Сергей дернулся: его тронули за плечо. Он повернул голову, над ним склонился Виктор. Лицо Виктора было бледным.
— Встань!
Сергей поднялся и попытался повернуться к страшному зрелищу.
— Не сметь! Смотреть на меня!
Крик подействовал на Сергея, как команда «Марш!» на спринтера. Он подскочил и вылетел за дверь. Виктор вышел следом и закрыл собой вид на труп, встав в дверном проеме.
— Что, жмуриков не видел? — злорадно поинтересовался он.
— А ты, что с ними каждый день завтракаешь? — вопросом на вопрос ответил Сергей. Он уже начал приходить в себя.
Виктор не ответил, а только усмехнулся и вытолкал его от дверей. Закрыл дверь, схватил Сергея за шкирман и поволок наверх. Сергей туго соображал куда его волокут. Очухался он только у себя на кровати. Виктор стоял напротив и курил, не заботясь о том, что он в чужом номере и это может не понравиться хозяину.
Глянул на Сергея и про себя усмехнулся: «как же, заботит его курю я или не курю. Да если я сейчас тут все разнесу, а его отметелю до полусмерти он ничего не заметит».
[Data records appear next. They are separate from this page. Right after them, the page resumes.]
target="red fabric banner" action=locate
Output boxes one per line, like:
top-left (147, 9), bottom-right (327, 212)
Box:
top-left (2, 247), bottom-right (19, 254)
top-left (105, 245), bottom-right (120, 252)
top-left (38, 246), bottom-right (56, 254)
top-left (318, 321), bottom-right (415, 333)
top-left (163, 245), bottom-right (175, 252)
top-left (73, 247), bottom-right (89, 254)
А Сергей смотрел на Виктора. Что-то в нем изменилось. Что? Сергей чувствовал, что изменение произошло в поведении друга, но что именно изменилось он понять не мог. Сергей встал, подошел к бару, попросил:
— Дай это… Ну на твой вкус. Две порции.
На этот раз робот не стал спорить, а материализовал два стакана с прозрачной жидкостью и тарелку с огурцами. Сергей взял стакан, второй протянул Виктору. Виктор поморщился, но стакан взял.
— Я пью за…
Сергей не стал слушать за что пьет Виктор, а опрокинул стакан и, схватив огурец, захрумкал.
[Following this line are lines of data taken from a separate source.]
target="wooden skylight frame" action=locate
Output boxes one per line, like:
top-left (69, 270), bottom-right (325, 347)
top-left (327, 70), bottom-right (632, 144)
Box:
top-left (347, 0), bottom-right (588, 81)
— Фи, как грубо, — улыбнулся Виктор и опрокинул стакан вслед за другом.
— Ты знаешь, что теперь делать? — спросил Сергей глядя в никуда и чавкая огурцом.
— Ты о чем?
— О чем? Ты еще спрашиваешь? О нашем вчерашнем собутыльнике, который теперь отдыхает в своей комнате в луже крови и без ног, — хоть Сергей и пытался говорить с безразличием и даже с сарказмом, было видно и трясущиеся губы, и мокрые глаза, и то чувство потери, которое в этих глазах отражалось, как в зеркале.
— Вы, дрожайший, поступите, как добропорядочный гражданин — позовете полицию.
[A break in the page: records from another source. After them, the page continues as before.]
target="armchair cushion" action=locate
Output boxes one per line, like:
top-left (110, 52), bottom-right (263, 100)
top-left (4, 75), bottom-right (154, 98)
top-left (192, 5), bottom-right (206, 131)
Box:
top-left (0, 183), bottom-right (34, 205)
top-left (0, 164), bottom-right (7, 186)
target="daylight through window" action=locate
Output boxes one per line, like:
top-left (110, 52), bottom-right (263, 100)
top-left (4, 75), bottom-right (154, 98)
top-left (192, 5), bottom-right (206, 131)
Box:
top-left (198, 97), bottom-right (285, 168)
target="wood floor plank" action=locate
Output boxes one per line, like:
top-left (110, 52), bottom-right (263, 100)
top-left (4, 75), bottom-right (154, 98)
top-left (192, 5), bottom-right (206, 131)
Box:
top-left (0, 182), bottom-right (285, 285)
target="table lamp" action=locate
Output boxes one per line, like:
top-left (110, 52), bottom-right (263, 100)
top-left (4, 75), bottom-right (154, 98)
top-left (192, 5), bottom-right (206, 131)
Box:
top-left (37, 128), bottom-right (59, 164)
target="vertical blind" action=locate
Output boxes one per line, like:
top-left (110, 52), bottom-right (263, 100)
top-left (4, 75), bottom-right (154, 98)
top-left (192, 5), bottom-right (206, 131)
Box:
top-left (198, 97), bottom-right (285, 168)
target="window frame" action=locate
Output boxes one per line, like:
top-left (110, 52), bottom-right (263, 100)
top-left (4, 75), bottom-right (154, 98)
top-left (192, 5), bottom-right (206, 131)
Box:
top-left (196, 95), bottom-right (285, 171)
— Ха-ха, — истерично сообщил Сергей. — Ну тогда, «дрожайший», я вас вызываю.
— Нет, не меня, ПОЛИЦИЮ! Но сначала послушай меня. Я не мог говорить об этом никому раньше, не могу и теперь… никому… Но теперь вынужден и единственный, кому могу сказать, это ты… Если ты меня пошлешь, я пойму, но для меня это будет конец. Пойми меня. Пойми — это важно, — он поперхнулся наткнувшись на взгляд Сергея. Сергей молчал. Его насторожил этот разговор, но он молчал и слушал.
— Я не работаю в полиции, — выдавил Виктор.
Сергей почувствовал облегчение.
— Ну и что? Я-то думал… а ты…
Я-то… А где ты работаешь?
— Нигде. Я — вор.
Такое откровение было немыслимо. Просто невозможно. Сергей открыл рот, закрыл, судорожно сглотнул и замолк.